La lettre à Lulu
Lulu 102-103

Les trimards carambars

Tafoblaque


L’ado oisif doit trimer pour se payer les carambars, ou des clopinettes.


« Le dispositif Argent de poche permet aux jeunes de participer à des chantiers éducatifs de loisir contre rémunération », indique le centre régional d’information jeunesse.

C’est moral, ça les éloigne des territoires troubles de l’incivilité, et donc du bagne précoce. La rémunération est donc modique, symbolique, 5€ de l’heure, 4,28€ à La Chevrolière qui ne paie pas le temps de pause. Éloignons l’ado de l’argent facile.

C’est sympa le travail d’intérêt général sans avoir été condamné à ces corvées municipales. Ni emploi jeune, ni sous contrat extra scolaire, « le dispositif "Argent de poche" a été créé pour responsabiliser le jeune », expose la presse (France Bleu, 04/05) dans un sabir de vieux schnock parlant du jeune comme d’une catégorie sociale. Objectif : « lui permettre d’avoir un aperçu du monde du travail et valoriser son travail auprès des adultes ». Un aperçu du travail, mais sans ses règles. « Cette première expérience dans la vie active revêt un caractère éducatif et formateur », prétend pourtant la mairie de Clisson avec ses 5 € de l’heure pour désherber le cimetière trois demi-journées par semaine. « En liquide. Sans contrat de travail », précise l’article. « Sur le terrain c’est plutôt très bien vécu. » Sans dec ?

L’anti chaud préventif

Ce sous-travail au rabais commence en 2005, s’inscrivant dans un programme national lancé en 1981, nommé « anti-été chaud », « Opération prévention été » et finalement « Ville Vie Vacances » depuis 1997, histoire de calmer les incontrôlables ados pendant les vacances sans gardiennage scolaire.

À La Chevrolière, l’administration vante ses procédures d’inscription « généralement souples, sans entretien préalable ou fourniture de CV ». Ranger des livres à la bibli, tailler des arbustes de rond-point est réservé aux 16-21 ans par des élus caressant l’espoir pernicieux « que ça donne le goût du travail » (TF1, 13/04/2016). Mais « afin de respecter strictement la réglementation du travail, les bénéficiaires du dispositif ne sont jamais amenés à prendre des risques ou à utiliser des outils motorisés » (Ouest-France, 11/12/2015).

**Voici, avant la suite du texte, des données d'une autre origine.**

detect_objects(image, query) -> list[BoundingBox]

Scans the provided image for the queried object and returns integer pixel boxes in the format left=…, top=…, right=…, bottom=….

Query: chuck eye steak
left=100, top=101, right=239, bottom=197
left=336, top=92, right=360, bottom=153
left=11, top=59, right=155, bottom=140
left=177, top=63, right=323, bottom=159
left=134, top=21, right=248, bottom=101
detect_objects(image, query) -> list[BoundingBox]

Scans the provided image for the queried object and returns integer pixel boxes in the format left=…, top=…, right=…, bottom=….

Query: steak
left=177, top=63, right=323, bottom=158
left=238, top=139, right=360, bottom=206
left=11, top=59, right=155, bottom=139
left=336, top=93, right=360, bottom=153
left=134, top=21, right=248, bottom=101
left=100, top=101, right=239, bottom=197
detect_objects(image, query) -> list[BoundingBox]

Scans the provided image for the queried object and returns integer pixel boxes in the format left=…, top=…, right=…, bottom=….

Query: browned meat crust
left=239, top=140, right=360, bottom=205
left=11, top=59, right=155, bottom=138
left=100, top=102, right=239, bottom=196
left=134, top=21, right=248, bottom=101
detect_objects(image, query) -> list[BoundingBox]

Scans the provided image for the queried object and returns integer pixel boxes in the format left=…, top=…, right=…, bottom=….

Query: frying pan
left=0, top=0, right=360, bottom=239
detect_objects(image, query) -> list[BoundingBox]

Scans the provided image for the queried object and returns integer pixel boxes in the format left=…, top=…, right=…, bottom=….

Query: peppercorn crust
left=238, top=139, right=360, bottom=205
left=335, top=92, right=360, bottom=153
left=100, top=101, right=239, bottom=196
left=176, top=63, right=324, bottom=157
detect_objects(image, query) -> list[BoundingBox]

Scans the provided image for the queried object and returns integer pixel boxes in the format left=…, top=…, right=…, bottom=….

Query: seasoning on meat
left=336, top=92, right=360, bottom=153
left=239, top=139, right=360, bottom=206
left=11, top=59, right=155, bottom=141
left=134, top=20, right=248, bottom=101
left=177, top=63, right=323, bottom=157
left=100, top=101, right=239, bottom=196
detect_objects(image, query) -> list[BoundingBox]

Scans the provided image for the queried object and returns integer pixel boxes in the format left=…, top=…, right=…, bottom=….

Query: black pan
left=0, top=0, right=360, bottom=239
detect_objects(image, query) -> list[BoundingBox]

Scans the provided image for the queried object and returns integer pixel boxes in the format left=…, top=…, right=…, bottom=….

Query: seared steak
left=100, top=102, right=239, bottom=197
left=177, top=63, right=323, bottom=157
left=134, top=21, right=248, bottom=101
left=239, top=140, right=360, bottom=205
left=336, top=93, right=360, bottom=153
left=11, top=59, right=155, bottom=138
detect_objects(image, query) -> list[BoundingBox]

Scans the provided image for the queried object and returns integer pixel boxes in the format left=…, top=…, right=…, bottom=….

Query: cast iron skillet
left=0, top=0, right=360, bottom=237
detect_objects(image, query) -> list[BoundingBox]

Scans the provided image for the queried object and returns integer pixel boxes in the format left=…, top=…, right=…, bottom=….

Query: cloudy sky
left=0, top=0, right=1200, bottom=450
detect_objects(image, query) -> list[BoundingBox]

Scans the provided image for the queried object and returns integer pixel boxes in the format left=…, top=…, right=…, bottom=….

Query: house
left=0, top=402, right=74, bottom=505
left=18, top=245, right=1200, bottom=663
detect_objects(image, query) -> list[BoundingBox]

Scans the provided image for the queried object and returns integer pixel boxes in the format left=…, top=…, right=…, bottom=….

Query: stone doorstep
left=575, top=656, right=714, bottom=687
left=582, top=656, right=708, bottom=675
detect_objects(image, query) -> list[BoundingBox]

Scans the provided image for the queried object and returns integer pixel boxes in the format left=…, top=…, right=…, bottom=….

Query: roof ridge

Réglementation du travail ne veut pas dire vrai travail. Juré promis craché, ça ne remplace pas un emploi d’agent municipal, ça l’appuie. Nuance... « Un soutien aux agents communaux », explique à Geneston le journal municipal (Geneston mag n°14, 14/04), où, depuis 2015, les ados désherbent le cimetière (comme à Legé), mettent sous pli des cartes d’électeurs et un questionnaire de satisfaction sur les activités péri-éducatives.

Motivés, motivés

Le formulaire pour postuler prévoit cinq lignes de motivation et impose un « minimum d’une semaine (lundi, mardi, jeudi et vendredi) hors vacances de Noël ». Le contrat avec la mairie, renommé « acte d’engagement », exclut les tire-au-flanc qui écouteraient Beyoncé ou tchatteraient avec leur potes en gratouillant du râteau : « étant indemnisé pour une tâche à laquelle je dois pouvoir me consacrer pleinement pendant toute la durée du chantier, l’usage des téléphones portables ainsi que des baladeurs MP3 est interdit. En conséquence, les téléphones portables devront être placés sur répondeur. » Et « si le jeune est amené à se blesser lui-même, au cours de l’activité, soit au cours du trajet, les frais inhérents aux dommages corporels seront pris en compte par son propre régime de couverture sociale », insiste Clisson.

Mais attention : à Geneston, à Clisson, « la commune ne sera en aucun cas réputée comme employeur des jeunes  (...) En aucun cas la bourse versée pour la participation à l’activité ne pourra avoir d’équivalents de salaires. » Pour la dénomination, on marche sur des œufs : « bourse » à Geneston, « indemnisation » à Legé et Clisson, « somme en contrepartie » à La Chevrolière, « petit boulots contre argent de poche » à Rougé... Surtout pas salaire. Peu de communes ont saisi l’aubaine. « On sent une certaine répugnance à faire travailler des enfants sans même les payer au Smic », note Raphaël Romi, avocat et prof de droit, élu d’opposition à Clisson. En 2015, une question au Sénat clarifie ces rémunérations low cost assimilées à des « gratifications versées aux stagiaires en entreprise » donc, ouf, exonérés de cotisations salariales.

Et puis bon, si le pécule leur parait trop mince, les jeunes n’ont qu’à se torcher avec.